Corruption in America: From Benjamin Franklin's Snuff Box to Citizens United
Zephyr Teachout
Zephyr Teachout is an awesome person, and this is an awesome book. If you happen to live in New York’s 19th congressional district (Dutchess County), you can vote for her for Congress this fall!
She is also a law professor at Fordham University, and this book shows the overlap between her legal studies and her political convictions. At a high level, the book is a critique of the Citizens' United supreme court decision. In service of that critique, as the title suggests, ZT provides an overview of American corruption law from the 1700s to the present. This history is written to be accessible to a non-specialist reader (although while reading it, I felt that I had some inkling of the grind of law school!).
To vastly oversimplify her argument, she draws a distinction between “prophylactic” corruption law, which uses ex ante blanket prohibitions on certain activities that are viewed as conducive to corruption, and a second type (I can’t remember if she has a specific term for it, but I’d call it something like “transactional”) that focuses more on identifying and punishing ex post specific corrupt acts, with “corrupt” being narrowly defined as an explicit quid pro quo. The American founders were fairly radically focused on prophylactic rules, largely in reaction to what they saw as a corrupt European political culture. This tradition carried well into the twentieth century. During this phase of jurisprudence, lobbying was seen as prima facie corrupt, similar to the act of selling your vote. (This is an interesting analogy that she raises; similar to voting, every citizen has a right to represent his or her interests in front of elected officials, but cannot sell that activity and represent the interests of another.) Over the late twentieth century, the trend of jurisprudence changed somewhat abruptly. She largely traces the change to Buckley v. Valeo, a 1976 case that struck down campaign finance limits as unconstitutional. Since then, prophylactic laws have generally been struck down as unjustified restrictions on free speech, and the court has focused on whether any specific quid pro quo can be proven. Of course, this means that effectively corruption law is dead, because anyone with half a brain can get a deal done without leaving any specific evidence of quid pro quo–and furthermore, influence peddling encompasses a lot more than QPQ. ZT gives some thoughts on why recent cases departed so abruptly from tradition, although you get the sense that she is as puzzled by it as anyone else. Two key items she points to are the rise of “law and economics” scholarship, which encourages a focus on identifiable transactions, and the shift in composition of the court towards academics and career judges (where previously, for example, many former elected officials served as justices)–people who may not have as good of a feel for how influence trading actually works in a legislative body.

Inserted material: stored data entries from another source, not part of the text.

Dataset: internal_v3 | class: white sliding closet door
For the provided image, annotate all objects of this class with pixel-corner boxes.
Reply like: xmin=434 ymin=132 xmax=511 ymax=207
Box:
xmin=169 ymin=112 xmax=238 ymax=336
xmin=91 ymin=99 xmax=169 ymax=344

Bernie Sanders is supporting Teachout’s run for Congress, and it’s easy to see why. The issue of Clinton’s unreleased Goldman Sachs speeches (and associated paydays), for example, is right in the wheelhouse of the understanding of corruption put forward in this book. During the Democratic debates, Clinton would defend herself by saying, “Show me one instance when I changed my vote on financial regulation because of a donation!” This line of argument more or less exactly echoes the very narrow view of corruption that Teachout describes as taking hold in the latter twentieth century, and is totally divorced from the broader and, I think Teachout argues convincingly, the more appropriate conception upheld throughout most of American history.